5 March 2026

Opus 4.6 vs GPT Codex 5.3 vs GPT 5.4

Updated to include GPT-5.4 and Gemini 3.1 Pro

A comparison of benchmark metrics between Opus 4.6 and Codex 5.3 models.

Anthropic and OpenAI both recently published Terminal-Bench 2.0 results, but in separate charts and a table. I wanted the full picture, so I combined them.

Benchmark Comparison

Agentic Coding

Terminal-Bench 2.0

Note: All OpenAI models shown at xhigh compute setting. GPT-5.2-Codex appears twice — 64.7% as reported by Anthropic, 64.0% as reported by OpenAI. Harnesses differ: Anthropic & Google used the Terminus-2 harness; OpenAI used Codex. Scores are not directly comparable across providers.

Model	Accuracy	Source
GPT-5.3-Codex (xhigh)	77.3%	OpenAI
GPT-5.4	75.1%	OpenAI
Gemini 3.1 Pro	68.5%	Google
Opus 4.6	65.4%	Anthropic
GPT-5.2-Codex (xhigh)	64.0–64.7%	Both
GPT-5.2 (xhigh)	62.2%	OpenAI
Opus 4.5	59.8%	Anthropic
Gemini 3 Pro - Thinking (High)	56.9%	Google
Sonnet 4.5	51.0%	Anthropic

GPT-5.3-Codex (xhigh) leads at 77.3%, with GPT-5.4 close behind at 75.1%. The middle is tightly packed between 59–65%.

A word of caution: these numbers aren’t directly comparable.
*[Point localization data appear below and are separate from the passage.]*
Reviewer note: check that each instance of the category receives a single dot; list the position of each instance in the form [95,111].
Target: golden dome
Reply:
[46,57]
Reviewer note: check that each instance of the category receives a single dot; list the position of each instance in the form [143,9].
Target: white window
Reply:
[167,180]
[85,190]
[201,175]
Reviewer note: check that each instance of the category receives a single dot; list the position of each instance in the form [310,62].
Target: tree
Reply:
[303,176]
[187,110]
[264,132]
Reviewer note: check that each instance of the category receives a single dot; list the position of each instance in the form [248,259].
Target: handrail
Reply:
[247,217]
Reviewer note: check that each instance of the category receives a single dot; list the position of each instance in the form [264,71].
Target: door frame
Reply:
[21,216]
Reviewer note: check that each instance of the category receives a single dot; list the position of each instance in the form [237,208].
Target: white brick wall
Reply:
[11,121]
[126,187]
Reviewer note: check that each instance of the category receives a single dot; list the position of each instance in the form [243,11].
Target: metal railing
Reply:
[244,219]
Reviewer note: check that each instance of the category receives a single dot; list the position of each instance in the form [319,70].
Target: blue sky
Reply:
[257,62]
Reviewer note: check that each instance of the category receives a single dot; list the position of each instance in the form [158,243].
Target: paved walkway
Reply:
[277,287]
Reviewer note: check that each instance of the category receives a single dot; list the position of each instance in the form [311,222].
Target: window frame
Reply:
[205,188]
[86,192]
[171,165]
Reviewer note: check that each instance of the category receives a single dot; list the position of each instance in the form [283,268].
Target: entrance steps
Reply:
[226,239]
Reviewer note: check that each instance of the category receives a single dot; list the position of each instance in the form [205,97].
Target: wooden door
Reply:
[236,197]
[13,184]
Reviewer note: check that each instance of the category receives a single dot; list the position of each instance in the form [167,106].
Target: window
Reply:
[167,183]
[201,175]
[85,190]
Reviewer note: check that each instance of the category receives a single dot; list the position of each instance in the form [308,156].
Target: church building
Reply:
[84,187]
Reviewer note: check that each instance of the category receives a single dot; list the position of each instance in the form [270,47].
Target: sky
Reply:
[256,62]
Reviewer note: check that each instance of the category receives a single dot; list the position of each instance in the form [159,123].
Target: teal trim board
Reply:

The harness used to run the benchmark matters enormously — Anthropic and Google ran their models through the Terminus-2 harness, while OpenAI ran theirs through Codex. Different harnesses can affect scaffolding, tool access, and retry logic, which means some of the gap between providers may reflect the harness, not the model.

When companies benchmark in isolation, you only see their angle. Putting the numbers side by side tells a different story.